Same‑City Active‑Active (Center‑Write, Near‑Read)

The SDK automatically prefers proxies in the same zone. If only one proxy exists, it falls back to cross‑zone proxies. Service‑based access can also enable near‑read, but it applies globally and cannot be toggled per request.

Redis‑Server Versions and Capabilities

Both Redis 4.0 (legacy) and Redis 6.2 (default for new clusters) are supported. Key capabilities:

Multithreaded I/O : Redis 6.2 natively supports I/O threading; the feature was back‑ported to 4.0. Tests show significant read/write throughput gains.

Real‑time hot‑key statistics : Hot‑key metrics are exposed in the management console for rapid troubleshooting.

Asynchronous horizontal scaling : Slot migration runs concurrently, reducing a typical 4‑hour migration of billions of keys to ~10 minutes (≈20× faster) and cutting RT impact by >90%.

Horizontal Scaling Performance
Horizontal Scaling Performance

Instance Architecture and Specifications

Clusters run in a transparent proxy‑masked mode, but a single‑node master‑slave mode is also available for lightweight workloads.

Replica configurations:

1‑master‑1‑slave (default)

1‑master‑2‑slaves

1‑master‑3‑slaves

Read‑write separation can be enabled to route reads to slaves, improving read throughput.

Replica Configurations
Replica Configurations

Proxy Rate Limiting

The proxy enforces:

Key‑level QPS thresholds

Command‑level QPS thresholds

Command blacklists to disable risky operations (e.g., large‑key scans) per cluster

Automation Operations

The platform provides end‑to‑end automation for the full Redis cluster lifecycle:

Provisioning, scaling, and decommissioning via work‑order approval.

Intelligent resource‑pool balancing based on memory and CPU utilization, with scheduled maintenance migrations.

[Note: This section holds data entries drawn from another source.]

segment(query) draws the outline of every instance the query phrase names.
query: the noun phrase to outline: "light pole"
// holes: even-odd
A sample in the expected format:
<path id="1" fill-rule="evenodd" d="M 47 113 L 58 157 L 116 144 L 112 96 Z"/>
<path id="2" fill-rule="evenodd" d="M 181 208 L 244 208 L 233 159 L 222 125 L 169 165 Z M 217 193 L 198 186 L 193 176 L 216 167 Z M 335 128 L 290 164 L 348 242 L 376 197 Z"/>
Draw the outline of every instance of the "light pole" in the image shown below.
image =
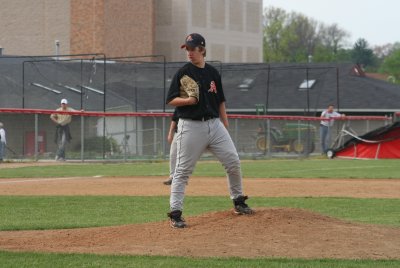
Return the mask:
<path id="1" fill-rule="evenodd" d="M 59 60 L 58 55 L 60 55 L 60 40 L 54 40 L 56 45 L 56 59 Z"/>

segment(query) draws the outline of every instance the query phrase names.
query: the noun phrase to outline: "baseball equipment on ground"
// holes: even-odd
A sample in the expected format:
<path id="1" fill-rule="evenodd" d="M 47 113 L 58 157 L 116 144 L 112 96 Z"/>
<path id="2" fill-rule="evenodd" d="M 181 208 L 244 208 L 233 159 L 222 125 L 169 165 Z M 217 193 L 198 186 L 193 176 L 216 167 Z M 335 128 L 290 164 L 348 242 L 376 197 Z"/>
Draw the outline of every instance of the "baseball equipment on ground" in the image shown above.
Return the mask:
<path id="1" fill-rule="evenodd" d="M 199 85 L 187 75 L 184 75 L 181 80 L 180 96 L 181 98 L 195 97 L 199 101 Z"/>

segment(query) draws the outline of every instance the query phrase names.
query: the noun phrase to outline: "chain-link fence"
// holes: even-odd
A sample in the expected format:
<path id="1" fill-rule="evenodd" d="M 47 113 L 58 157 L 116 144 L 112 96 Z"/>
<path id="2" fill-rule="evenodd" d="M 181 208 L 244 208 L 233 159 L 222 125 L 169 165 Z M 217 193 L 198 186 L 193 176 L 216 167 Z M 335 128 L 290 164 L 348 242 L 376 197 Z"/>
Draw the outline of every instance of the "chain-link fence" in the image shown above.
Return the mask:
<path id="1" fill-rule="evenodd" d="M 6 159 L 54 159 L 56 126 L 50 110 L 0 109 L 7 136 Z M 167 113 L 71 112 L 68 160 L 167 159 Z M 230 115 L 229 132 L 241 158 L 296 158 L 321 154 L 318 117 Z M 334 144 L 345 126 L 355 135 L 391 123 L 386 117 L 335 120 Z M 212 157 L 205 154 L 204 157 Z"/>

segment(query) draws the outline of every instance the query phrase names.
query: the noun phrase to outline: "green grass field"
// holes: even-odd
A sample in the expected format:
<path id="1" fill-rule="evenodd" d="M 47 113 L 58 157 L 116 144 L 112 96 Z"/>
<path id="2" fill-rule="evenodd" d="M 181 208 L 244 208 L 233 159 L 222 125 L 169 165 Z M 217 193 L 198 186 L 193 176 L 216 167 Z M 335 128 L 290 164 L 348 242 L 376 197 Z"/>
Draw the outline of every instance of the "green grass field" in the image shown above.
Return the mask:
<path id="1" fill-rule="evenodd" d="M 84 168 L 82 168 L 82 165 Z M 243 161 L 246 178 L 362 178 L 400 179 L 399 160 L 257 160 Z M 3 168 L 0 178 L 77 176 L 167 176 L 168 162 L 69 164 Z M 225 176 L 219 162 L 198 162 L 194 176 Z"/>
<path id="2" fill-rule="evenodd" d="M 0 251 L 1 267 L 173 267 L 173 268 L 397 268 L 398 260 L 302 260 L 243 258 L 183 258 L 150 256 L 115 256 L 90 254 L 39 254 Z"/>
<path id="3" fill-rule="evenodd" d="M 244 161 L 242 169 L 247 178 L 400 179 L 399 164 L 397 160 L 260 160 Z M 0 169 L 2 179 L 167 174 L 167 162 Z M 219 163 L 199 162 L 194 175 L 224 176 L 224 170 Z M 354 222 L 400 227 L 400 199 L 254 197 L 249 204 L 253 207 L 304 208 Z M 187 216 L 198 215 L 211 210 L 226 210 L 230 205 L 228 197 L 188 196 L 185 213 Z M 166 219 L 167 210 L 168 197 L 165 196 L 0 196 L 0 230 L 62 229 L 161 221 Z M 400 260 L 221 259 L 0 251 L 0 267 L 400 267 Z"/>
<path id="4" fill-rule="evenodd" d="M 292 207 L 354 222 L 400 227 L 400 199 L 252 197 L 252 207 Z M 166 220 L 168 197 L 0 196 L 0 230 L 112 226 Z M 231 208 L 229 197 L 185 198 L 185 215 Z"/>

Automatic vertical scaling when memory usage exceeds 80%.

Automated fault detection and recovery, including node restart on machine failure.

Automation Overview
Automation Overview

Scale Status (as of writing)

The service manages over 1,000 clusters, 160 TB of memory, >100 k data nodes, and thousands of machines. Tens of clusters exceed 1 TB per node, and the largest cluster handles close to ten million QPS.

Key Takeaways

The DRedis SDK removes LB bottlenecks, provides zone‑aware near‑read, and supports per‑request control via annotations or specialized commands.

Both Redis 4.0 and 6.2 offer multithreaded I/O, hot‑key monitoring, and fast asynchronous scaling.

Flexible deployment options (cluster mode, single‑node mode) and multiple replica specifications enable HA and read‑write separation.

Proxy rate‑limiting and command blacklisting improve stability under burst traffic.

Comprehensive automation reduces operational overhead and enables automatic vertical scaling.